The risk and spectrum of infection in patients treated with fludarabine compared with conventional regimens based on alkylating agents have been examined [14,20,21]. In one trial, patients receiving fludarabine and chlorambucil had significantly more infections than those receiving either agent alone [14]. Those receiving fludarabine alone had more major infections and herpesvirus infections compared with patients treated with chlorambucil alone. Only three Pneumocystis infections and no Aspergillus infections were observed. Similarly, in a meta-analysis of single-agent fludarabine or alkylating agent-based therapy trials, grade 3/4 (severe) infections were more common with fludarabine therapy [21].

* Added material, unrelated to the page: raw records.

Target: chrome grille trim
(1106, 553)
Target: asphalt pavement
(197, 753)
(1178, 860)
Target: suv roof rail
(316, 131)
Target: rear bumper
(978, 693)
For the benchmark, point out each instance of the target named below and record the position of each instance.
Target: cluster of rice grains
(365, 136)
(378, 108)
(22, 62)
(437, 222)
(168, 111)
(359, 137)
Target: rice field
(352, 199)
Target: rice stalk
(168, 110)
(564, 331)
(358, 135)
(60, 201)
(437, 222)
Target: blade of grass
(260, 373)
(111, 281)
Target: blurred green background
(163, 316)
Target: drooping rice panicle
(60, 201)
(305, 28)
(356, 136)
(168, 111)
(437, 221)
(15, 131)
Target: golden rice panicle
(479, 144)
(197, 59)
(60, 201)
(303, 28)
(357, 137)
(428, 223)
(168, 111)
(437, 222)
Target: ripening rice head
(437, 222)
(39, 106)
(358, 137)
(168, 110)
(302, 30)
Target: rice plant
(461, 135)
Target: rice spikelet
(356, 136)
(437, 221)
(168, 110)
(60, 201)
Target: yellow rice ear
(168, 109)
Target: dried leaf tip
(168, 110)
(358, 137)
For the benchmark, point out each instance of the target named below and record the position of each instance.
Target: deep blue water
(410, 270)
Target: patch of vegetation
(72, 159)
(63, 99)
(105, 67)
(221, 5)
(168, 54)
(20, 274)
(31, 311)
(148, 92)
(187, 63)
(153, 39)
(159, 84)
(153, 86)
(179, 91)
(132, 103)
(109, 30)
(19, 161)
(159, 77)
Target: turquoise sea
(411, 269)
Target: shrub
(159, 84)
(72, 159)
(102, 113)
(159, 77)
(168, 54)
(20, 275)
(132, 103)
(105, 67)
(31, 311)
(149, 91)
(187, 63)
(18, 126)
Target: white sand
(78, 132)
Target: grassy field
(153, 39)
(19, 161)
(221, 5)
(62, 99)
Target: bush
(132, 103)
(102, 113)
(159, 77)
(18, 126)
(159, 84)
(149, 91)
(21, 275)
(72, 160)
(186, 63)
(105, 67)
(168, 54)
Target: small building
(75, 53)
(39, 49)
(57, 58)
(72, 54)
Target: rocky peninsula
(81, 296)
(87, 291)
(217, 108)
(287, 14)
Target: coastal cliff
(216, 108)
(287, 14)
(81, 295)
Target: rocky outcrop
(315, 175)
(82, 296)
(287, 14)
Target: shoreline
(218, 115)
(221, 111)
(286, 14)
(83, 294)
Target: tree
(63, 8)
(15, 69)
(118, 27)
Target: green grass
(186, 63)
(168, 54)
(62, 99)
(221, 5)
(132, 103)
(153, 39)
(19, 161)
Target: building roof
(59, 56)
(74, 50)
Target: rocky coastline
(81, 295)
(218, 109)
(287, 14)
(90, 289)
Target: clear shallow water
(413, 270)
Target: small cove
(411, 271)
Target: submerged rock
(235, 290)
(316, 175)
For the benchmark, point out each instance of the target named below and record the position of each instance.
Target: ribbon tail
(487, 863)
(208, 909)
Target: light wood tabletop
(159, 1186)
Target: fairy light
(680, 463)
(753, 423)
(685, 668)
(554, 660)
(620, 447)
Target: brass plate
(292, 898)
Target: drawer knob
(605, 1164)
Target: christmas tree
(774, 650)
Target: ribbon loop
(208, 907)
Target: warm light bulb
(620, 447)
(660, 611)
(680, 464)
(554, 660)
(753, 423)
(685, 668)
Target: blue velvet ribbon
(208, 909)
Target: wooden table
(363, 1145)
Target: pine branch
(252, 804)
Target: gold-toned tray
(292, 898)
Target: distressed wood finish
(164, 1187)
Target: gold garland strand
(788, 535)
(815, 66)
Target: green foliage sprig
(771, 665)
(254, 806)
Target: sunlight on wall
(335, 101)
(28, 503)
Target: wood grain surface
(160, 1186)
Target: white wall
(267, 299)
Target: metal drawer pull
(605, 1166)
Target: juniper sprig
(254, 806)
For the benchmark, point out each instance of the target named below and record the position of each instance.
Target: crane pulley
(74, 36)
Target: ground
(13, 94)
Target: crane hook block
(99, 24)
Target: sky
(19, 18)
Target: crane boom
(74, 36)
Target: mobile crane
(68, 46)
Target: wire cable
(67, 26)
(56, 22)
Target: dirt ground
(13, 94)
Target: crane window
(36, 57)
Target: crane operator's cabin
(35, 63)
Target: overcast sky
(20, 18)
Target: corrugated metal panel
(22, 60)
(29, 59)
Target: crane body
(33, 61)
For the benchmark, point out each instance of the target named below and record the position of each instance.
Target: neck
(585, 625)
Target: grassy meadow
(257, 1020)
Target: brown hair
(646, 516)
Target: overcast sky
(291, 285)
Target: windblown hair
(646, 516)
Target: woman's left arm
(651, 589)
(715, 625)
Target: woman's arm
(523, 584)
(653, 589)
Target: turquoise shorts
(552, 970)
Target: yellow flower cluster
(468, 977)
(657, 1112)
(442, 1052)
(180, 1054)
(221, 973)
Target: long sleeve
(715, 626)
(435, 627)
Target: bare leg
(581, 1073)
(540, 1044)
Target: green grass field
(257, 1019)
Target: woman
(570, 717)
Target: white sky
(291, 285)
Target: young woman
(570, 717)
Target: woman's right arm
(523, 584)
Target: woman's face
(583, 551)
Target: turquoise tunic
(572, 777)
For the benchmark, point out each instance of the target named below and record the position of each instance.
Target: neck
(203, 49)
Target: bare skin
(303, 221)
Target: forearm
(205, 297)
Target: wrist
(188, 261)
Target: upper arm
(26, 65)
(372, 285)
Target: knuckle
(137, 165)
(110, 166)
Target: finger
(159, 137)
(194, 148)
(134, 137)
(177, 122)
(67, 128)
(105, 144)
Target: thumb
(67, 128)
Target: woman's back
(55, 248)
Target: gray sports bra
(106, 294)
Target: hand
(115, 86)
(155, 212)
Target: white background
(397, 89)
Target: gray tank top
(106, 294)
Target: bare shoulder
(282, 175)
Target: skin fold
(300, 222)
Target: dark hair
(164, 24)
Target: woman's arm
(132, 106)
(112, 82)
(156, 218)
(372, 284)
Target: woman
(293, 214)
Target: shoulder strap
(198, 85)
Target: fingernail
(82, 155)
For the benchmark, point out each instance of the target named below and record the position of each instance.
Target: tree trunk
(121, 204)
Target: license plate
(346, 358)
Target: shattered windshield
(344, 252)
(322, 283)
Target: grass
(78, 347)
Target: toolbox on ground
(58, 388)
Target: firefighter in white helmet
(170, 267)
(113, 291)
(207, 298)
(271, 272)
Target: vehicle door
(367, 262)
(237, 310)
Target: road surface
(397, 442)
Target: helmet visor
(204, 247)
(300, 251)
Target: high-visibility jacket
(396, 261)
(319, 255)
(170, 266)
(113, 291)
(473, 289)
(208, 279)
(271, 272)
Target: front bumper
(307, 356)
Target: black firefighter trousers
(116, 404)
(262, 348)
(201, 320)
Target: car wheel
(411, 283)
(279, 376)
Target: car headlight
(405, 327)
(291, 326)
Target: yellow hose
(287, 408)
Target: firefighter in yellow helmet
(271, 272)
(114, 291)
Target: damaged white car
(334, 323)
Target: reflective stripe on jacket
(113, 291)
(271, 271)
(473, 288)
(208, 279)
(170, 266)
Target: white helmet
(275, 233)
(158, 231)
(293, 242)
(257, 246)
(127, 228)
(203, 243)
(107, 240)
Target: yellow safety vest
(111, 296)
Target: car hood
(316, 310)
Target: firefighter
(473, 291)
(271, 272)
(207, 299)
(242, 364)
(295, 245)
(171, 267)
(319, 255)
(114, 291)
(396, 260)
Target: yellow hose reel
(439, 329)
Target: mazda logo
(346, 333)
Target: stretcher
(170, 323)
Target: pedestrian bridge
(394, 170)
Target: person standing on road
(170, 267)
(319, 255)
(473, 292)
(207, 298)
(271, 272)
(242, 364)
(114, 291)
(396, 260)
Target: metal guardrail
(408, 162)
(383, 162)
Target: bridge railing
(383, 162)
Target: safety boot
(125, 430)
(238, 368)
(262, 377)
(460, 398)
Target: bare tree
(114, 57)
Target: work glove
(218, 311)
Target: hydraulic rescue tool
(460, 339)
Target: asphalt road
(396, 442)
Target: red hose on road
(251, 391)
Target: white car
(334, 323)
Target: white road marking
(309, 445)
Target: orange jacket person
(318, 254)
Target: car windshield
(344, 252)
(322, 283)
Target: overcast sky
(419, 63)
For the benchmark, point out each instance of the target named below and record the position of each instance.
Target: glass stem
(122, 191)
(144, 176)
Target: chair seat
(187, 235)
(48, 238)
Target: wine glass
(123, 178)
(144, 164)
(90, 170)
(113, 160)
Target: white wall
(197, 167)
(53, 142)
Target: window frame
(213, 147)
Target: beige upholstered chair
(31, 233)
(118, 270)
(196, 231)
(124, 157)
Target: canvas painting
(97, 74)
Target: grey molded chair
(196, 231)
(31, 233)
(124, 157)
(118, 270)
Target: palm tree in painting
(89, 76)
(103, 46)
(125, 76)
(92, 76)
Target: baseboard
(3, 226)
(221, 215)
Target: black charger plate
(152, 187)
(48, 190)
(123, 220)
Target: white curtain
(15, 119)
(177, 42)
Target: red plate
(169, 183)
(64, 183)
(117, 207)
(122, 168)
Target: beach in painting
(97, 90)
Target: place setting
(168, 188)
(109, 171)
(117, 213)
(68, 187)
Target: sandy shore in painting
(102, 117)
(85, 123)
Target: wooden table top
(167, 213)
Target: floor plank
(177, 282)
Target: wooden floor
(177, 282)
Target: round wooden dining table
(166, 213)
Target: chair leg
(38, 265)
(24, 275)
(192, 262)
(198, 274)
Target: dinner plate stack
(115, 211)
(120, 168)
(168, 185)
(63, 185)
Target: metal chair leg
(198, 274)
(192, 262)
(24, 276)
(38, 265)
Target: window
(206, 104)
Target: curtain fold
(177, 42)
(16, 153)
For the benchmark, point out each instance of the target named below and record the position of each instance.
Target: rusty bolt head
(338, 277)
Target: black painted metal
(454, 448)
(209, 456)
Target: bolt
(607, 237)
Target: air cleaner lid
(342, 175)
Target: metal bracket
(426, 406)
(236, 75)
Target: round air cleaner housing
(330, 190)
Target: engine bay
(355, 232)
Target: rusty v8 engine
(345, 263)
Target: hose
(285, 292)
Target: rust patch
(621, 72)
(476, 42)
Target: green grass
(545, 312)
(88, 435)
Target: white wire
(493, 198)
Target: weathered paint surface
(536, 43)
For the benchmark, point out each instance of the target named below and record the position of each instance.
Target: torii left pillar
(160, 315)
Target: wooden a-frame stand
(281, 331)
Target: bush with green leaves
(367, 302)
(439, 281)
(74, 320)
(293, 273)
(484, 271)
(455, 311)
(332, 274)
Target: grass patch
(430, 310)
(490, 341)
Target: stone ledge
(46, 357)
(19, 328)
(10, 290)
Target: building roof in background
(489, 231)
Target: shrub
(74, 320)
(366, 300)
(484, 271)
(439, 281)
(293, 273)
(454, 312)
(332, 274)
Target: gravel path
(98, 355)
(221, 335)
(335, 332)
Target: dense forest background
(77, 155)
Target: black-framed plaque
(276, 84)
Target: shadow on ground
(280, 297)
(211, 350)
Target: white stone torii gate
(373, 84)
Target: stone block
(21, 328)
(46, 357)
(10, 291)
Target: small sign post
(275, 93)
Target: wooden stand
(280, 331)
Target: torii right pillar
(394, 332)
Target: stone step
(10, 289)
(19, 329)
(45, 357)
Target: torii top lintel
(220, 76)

Infections with fludarabine-cyclophosphamide combination therapy have also been evaluated [22-25]. In a randomized intergroup trial of initial CLL therapy with this combination plus myeloid growth factor support and antiviral prophylaxis or single-agent fludarabine, infection rates less than 10 percent were reported in both arms; all patients received Pneumocystis prophylaxis [23]. The German CLL Study Group studied first-line fludarabine-cyclophosphamide therapy in a phase II trial as well as in a randomized trial in younger CLL patients, comparing it with single-agent fludarabine [24,25]. In the latter trial, the occurrence of severe and opportunistic infections was comparable (fludarabine 33 percent; fludarabine-cyclophosphamide 40 percent) [26]. However, dose reductions due to myelosuppression were more common with the combination, which may have impacted the infection rate. In previously treated patients, 57 percent receiving fludarabine-cyclophosphamide had infections or fever of unknown origin, including 26 percent caused by herpesviruses and 7 percent caused by fungal pathogens [27]. The incidence of infection during the first three cycles of therapy was 74 percent. Epstein-Barr virus-associated lymphoproliferative disorders have been reported in patients who received fludarabine-cyclophosphamide followed by autologous stem cell transplant [28].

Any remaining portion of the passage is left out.